Congenital hypothyroidism – a complex of the clinical and laboratory manifestations arising at the child since the birth at insufficiency of hormones of a thyroid gland or immunity to them tropny bodies. Symptoms include lag in psychophysical development, miksedy, trophic violations of skin and its appendages, oppression of work of heart, decrease in the main exchange. Diagnostics is based on characteristic clinic, data of radiodiagnosis, ultrasonography of a thyroid gland, the ECG, laboratory researches, including measurements of tireotropny hormone and a tiroksin in blood plasma. Treatment means lifelong replacement therapy by artificial analogs of hormones of a thyroid gland.

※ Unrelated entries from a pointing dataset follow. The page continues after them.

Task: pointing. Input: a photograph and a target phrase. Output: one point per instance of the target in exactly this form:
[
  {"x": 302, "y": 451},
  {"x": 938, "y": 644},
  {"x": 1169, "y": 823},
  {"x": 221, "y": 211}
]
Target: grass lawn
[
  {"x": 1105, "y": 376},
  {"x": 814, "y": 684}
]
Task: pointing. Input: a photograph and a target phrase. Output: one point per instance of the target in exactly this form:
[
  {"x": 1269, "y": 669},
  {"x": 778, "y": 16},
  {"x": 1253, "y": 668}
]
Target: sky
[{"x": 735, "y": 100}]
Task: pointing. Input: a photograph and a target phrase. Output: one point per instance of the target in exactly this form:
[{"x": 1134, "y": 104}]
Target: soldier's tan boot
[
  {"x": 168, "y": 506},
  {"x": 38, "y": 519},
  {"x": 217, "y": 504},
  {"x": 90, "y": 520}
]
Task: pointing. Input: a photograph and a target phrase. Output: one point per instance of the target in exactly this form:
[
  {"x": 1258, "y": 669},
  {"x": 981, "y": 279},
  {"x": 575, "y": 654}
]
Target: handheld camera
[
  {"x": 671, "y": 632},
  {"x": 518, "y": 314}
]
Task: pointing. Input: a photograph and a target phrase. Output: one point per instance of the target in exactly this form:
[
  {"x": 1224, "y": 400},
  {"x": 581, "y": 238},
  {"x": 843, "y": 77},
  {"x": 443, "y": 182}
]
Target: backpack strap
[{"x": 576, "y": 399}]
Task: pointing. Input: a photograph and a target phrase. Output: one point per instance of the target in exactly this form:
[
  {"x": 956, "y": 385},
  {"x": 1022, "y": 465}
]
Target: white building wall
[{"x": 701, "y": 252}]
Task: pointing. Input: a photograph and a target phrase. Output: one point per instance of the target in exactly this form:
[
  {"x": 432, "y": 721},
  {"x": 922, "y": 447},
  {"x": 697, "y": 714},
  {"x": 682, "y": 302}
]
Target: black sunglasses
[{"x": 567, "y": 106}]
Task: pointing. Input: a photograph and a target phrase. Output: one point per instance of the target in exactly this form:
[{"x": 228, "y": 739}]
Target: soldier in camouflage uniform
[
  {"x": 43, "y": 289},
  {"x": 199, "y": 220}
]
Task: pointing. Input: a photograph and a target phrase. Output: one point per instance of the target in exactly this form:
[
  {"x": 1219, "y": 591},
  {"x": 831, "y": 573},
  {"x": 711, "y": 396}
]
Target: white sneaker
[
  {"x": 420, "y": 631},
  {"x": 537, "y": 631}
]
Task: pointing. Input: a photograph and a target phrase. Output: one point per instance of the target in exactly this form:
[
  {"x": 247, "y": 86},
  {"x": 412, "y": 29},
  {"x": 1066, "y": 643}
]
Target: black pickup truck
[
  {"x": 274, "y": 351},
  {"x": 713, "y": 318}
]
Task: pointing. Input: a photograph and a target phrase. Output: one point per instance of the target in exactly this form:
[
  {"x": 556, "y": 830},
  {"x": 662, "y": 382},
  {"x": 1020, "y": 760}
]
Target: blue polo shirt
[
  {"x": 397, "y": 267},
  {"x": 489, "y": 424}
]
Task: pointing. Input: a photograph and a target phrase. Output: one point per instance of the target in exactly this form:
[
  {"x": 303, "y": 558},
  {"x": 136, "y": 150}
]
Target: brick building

The congenital hypothyroidism is the polietiologichesky disease which is characterized by clinical manifestations of insufficiency of a thyroid gland. Is the most widespread endocrine pathology in pediatrics. Most often the disease arises against the background of changes directly in a thyroid gland, is result of pathology of gipotalamo-hypophysial system or a defective structure of the receptor office of tropny bodies less often. In 90% of cases has sporadic character. Incidence – 1:3,7-4 thousand newborns in Europe and the USA, in Japan – 1:6-7 thousand. The female is ill 2-2,5 times more often than men's. The first screening tests on a congenital hypothyroidism were executed in 1973 by Canadians of J. Dussault, S. of Laberge. At the moment neonatal screening is carried out for the purpose of the most bystry diagnosis and if necessary - performing timely treatment.

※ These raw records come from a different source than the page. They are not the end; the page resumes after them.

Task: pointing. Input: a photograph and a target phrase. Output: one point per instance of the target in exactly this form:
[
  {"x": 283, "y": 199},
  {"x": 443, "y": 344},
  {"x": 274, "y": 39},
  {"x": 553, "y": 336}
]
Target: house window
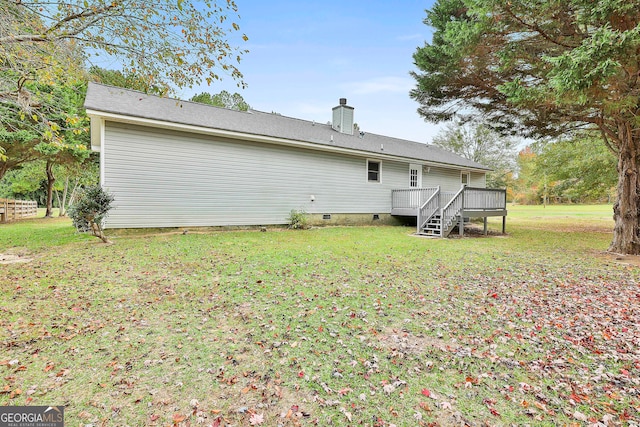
[
  {"x": 465, "y": 179},
  {"x": 373, "y": 171},
  {"x": 413, "y": 178}
]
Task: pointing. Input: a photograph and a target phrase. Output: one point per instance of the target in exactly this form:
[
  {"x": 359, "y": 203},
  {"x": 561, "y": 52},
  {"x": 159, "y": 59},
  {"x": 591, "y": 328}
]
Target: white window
[
  {"x": 374, "y": 169},
  {"x": 415, "y": 176}
]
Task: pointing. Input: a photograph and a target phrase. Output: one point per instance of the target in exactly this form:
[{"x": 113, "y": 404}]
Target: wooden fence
[{"x": 11, "y": 210}]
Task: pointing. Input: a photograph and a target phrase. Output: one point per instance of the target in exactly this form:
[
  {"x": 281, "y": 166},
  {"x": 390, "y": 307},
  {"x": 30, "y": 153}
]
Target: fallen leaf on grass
[
  {"x": 256, "y": 419},
  {"x": 178, "y": 418},
  {"x": 580, "y": 416}
]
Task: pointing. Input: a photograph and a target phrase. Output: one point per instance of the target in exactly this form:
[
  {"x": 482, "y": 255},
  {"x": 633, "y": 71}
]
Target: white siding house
[{"x": 172, "y": 163}]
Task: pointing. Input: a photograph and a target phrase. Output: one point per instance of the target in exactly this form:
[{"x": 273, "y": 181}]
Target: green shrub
[
  {"x": 298, "y": 219},
  {"x": 90, "y": 210}
]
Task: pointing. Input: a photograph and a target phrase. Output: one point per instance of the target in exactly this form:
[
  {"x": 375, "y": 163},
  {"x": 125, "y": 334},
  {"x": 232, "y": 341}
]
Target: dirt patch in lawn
[
  {"x": 632, "y": 260},
  {"x": 14, "y": 258}
]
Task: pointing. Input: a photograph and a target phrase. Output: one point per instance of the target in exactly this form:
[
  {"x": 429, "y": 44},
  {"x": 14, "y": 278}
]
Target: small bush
[
  {"x": 298, "y": 220},
  {"x": 90, "y": 210}
]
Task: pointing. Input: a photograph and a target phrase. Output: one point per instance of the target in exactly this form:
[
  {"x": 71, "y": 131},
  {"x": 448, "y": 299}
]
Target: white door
[{"x": 415, "y": 183}]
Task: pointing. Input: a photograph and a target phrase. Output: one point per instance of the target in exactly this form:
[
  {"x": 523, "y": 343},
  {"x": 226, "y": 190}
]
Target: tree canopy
[
  {"x": 539, "y": 68},
  {"x": 168, "y": 44},
  {"x": 477, "y": 142},
  {"x": 223, "y": 99}
]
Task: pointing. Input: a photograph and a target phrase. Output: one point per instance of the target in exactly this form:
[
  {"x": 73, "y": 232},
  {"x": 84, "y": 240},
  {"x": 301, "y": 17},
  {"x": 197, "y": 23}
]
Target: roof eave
[{"x": 161, "y": 124}]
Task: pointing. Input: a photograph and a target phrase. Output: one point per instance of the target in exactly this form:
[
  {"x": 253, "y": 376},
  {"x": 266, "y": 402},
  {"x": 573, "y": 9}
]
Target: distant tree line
[{"x": 45, "y": 49}]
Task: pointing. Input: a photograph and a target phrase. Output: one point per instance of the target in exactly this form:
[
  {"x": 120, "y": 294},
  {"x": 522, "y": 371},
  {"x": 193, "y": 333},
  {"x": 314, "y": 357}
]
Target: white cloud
[
  {"x": 381, "y": 84},
  {"x": 408, "y": 37}
]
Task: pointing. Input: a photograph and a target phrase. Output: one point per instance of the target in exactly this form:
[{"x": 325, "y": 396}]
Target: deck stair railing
[
  {"x": 451, "y": 212},
  {"x": 437, "y": 212},
  {"x": 428, "y": 209}
]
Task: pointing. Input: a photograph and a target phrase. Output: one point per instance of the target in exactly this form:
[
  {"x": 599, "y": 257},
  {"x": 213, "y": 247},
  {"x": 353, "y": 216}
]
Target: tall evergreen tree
[{"x": 541, "y": 68}]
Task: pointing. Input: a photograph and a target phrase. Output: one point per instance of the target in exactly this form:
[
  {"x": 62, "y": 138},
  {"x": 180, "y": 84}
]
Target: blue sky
[{"x": 305, "y": 55}]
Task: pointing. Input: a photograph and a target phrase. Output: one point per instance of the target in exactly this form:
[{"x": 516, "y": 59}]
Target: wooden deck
[
  {"x": 11, "y": 210},
  {"x": 438, "y": 212}
]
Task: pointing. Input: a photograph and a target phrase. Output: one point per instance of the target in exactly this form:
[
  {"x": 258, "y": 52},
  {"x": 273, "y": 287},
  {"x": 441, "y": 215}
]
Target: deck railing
[
  {"x": 474, "y": 198},
  {"x": 428, "y": 209},
  {"x": 484, "y": 198},
  {"x": 411, "y": 198},
  {"x": 11, "y": 210},
  {"x": 451, "y": 210}
]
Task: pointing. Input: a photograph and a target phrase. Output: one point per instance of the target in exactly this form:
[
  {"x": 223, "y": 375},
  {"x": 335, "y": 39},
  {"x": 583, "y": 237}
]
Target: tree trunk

Reasons of a congenital hypothyroidism
In 80-90% of cases there is primary form of a congenital hypothyroidism. The reasons – anomalies of development of a thyroid gland, most often – an allotopia in zagrudinny or hypoglossal space, are more rare – a hypoplasia, . Autoimmune and infectious diseases of mother, toxic influence of medicines, chemical means, radiation exposure, insufficiency of iodine can act as risk factors during pregnancy. About 2% of cases of malformations of gland – hereditary forms. Their main reason – mutations in genes of TITF1, TITF2, FOXE1, PAX8. As a rule, the genetic caused forms accompany other anomalies of development: congenital heart diseases, "a wolf mouth", etc.
From 5 to 10% of children with a congenital hypothyroidism have violations of synthesis, allocation or interaction of hormones of a thyroid gland. Transfer, as a rule, happens on autosomno-recessive type. The most frequent options – defects of an organifikation of iodine and tireoidny hormones (frequency – 1:40000), Pendred's syndrome (1:50000). Other forms meet extremely seldom.
About 5% of all cases of a congenital hypothyroidism – central (secondary or tertiary) forms. The most widespread option – the combined deficiency of hormones of an adenogipofiz, including TTG. The isolated deficiency meets seldom. The reasons of defeat of gipotalamo-hypophysial system – anomaly of development of a brain, a cyst, malignant and benign tumors, a patrimonial trauma of newborns, asphyxia at the time of delivery, it is rare – a hypophysis aplaziya.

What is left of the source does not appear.